Whether you’ve got children off for the Summer break or are jetting off to sunnier climes over the next few weeks, July and August are synonymous with holidays – possibly because in a good old British Summer you are generally allowed at least three days of fabulous weather (between back-to-back days of hail, wind, rain and possibly snow).  As a result, my ‘holiday top tips!’ blog should be useful for most of you, even if you are stay-cationing or nipping off for a long weekend in the country.

For as stress-free a break as possible, here are my top 5 recommendations:

1.)   Notify your customers in advance of your holiday – if possible, I generally recommend giving customers a month’s notice of a holiday, particularly if it’s over a week.  The vast majority of my customers can be maintained and supported by a trusted associate, should the customer request or require it, and in many cases work can also be completed prior to going away.  It’s worth giving customers plenty of notice though as you can guarantee that if you don’t, a hundred pieces of ‘urgent’ work will drop into your in-tray on your last day in the office…

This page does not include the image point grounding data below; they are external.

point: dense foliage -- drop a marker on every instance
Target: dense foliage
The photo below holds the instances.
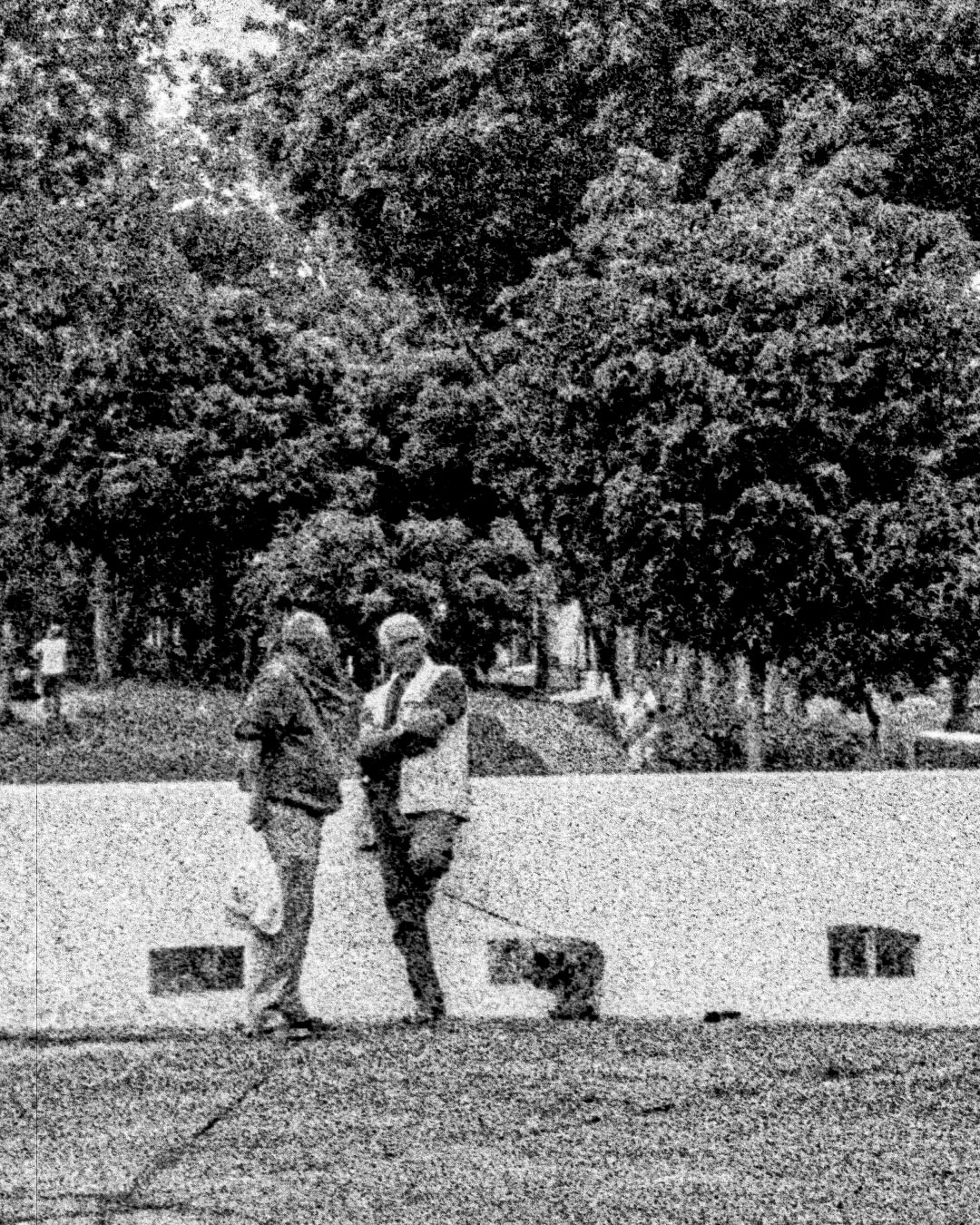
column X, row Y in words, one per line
column 671, row 299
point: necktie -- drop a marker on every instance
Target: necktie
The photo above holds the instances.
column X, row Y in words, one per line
column 395, row 700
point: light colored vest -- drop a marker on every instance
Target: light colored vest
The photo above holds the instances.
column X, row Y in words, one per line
column 440, row 777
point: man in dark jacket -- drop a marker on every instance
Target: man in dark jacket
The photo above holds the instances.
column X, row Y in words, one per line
column 297, row 724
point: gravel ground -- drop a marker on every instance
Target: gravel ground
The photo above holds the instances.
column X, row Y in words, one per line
column 499, row 1122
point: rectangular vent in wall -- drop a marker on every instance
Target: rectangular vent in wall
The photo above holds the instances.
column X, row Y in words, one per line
column 859, row 952
column 190, row 969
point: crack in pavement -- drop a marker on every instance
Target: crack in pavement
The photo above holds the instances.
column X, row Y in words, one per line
column 107, row 1204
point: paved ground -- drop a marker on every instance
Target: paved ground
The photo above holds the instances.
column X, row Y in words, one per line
column 499, row 1122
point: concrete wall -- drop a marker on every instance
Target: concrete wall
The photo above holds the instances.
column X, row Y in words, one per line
column 706, row 892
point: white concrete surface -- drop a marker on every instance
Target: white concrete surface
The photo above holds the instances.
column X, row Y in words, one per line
column 706, row 892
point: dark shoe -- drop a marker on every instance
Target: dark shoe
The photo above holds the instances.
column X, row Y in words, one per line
column 580, row 1012
column 424, row 1017
column 309, row 1025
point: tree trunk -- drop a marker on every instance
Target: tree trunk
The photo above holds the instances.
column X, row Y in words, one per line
column 959, row 701
column 102, row 622
column 874, row 718
column 605, row 659
column 6, row 671
column 755, row 731
column 541, row 653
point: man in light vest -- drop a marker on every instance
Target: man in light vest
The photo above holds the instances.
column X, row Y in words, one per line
column 414, row 755
column 52, row 655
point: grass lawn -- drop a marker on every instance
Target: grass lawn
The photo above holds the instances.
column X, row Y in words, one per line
column 504, row 1122
column 142, row 732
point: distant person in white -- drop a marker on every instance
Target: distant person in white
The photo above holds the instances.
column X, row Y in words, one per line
column 52, row 654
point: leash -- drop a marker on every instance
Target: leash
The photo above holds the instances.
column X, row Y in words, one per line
column 493, row 914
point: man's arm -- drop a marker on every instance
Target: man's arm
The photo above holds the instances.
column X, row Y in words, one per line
column 418, row 728
column 270, row 710
column 448, row 695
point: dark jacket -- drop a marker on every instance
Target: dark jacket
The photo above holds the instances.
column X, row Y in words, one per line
column 299, row 739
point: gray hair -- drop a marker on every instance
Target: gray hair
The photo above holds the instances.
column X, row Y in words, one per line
column 304, row 630
column 401, row 623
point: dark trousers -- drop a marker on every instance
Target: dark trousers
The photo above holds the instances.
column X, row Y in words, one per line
column 52, row 689
column 413, row 853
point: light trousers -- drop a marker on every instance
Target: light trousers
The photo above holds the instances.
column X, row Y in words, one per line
column 293, row 839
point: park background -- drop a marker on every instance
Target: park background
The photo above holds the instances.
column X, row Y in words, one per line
column 480, row 309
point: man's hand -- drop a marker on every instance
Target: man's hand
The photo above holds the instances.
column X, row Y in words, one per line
column 423, row 720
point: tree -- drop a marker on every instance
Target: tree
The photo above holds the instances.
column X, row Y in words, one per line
column 455, row 140
column 356, row 570
column 735, row 408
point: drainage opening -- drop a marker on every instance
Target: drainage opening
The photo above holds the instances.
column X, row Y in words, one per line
column 860, row 952
column 195, row 968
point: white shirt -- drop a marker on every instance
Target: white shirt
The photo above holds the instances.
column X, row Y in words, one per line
column 53, row 653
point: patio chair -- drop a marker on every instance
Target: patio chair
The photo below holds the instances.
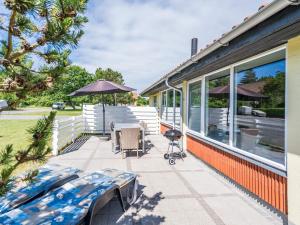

2.)   Have an emergency contact in place (ideally, not you as the first point of call) – it’s always helpful to have a trusted team member available for any ‘urgent’ customer enquiries that come in.  Please note that ‘urgent’ from the perspective of the customer isn’t necessarily ‘urgent’ from anyone else’s perspective, so having a team member available to separate the ‘legitimately urgent’ from the ‘really can wait until you are back in the office' queries, you can rest assured that your holiday isn’t going to be interrupted unless absolutely necessary.

3.)   Turn your ‘out of office’ on from the morning of your last day at work – this acts as a great reminder to customers who may have forgotten you were going away (despite regular notifications!) and had been considering trying to sneak ‘a quick job’ in before you went away… trust me, ‘a quick job’ never quite turns out to be as quick or as simple as the customer believes.

4.)   Set your ‘out of office’ to turn off one day after you arrive back at work and keep the diary clear on that day – despite your ‘out of office’ notification, it’s likely that you’ll come back to approximately half a million emails; if you’re dealing with customer enquiries from the second you sit down at your desk too, it’s going to take months to work through your in-tray and establish your to-do list for your first week back at work.  Give yourself a clear day (or morning) to read and file your emails and prioritise work and the positive mood that you’ve brought back from your holiday is far more likely to last!

5.)   Turn off notifications when you are away – if you use business management tools (like Slack, Asana or Todoist, for example) on your phone, or receive work emails to your mobile device, consider switching off notifications for these.  It’s all too easy to think ‘I’ll just check that!’ and end up, three hours later, embroiled in some minor customer issue that could have either been rectified without you or could be addressed upon your return.  Alternatively, you could always leave your phone in your hotel/B&B/tent and ignore it completely? I might have to give that a go this Summer holiday…

It’s so important to take some time out to relax and recharge your batteries every now and then, so make sure that your business is adequately prepared for your holiday so that you can really step away from work and come back re-envigorated and at the top of your productivity game.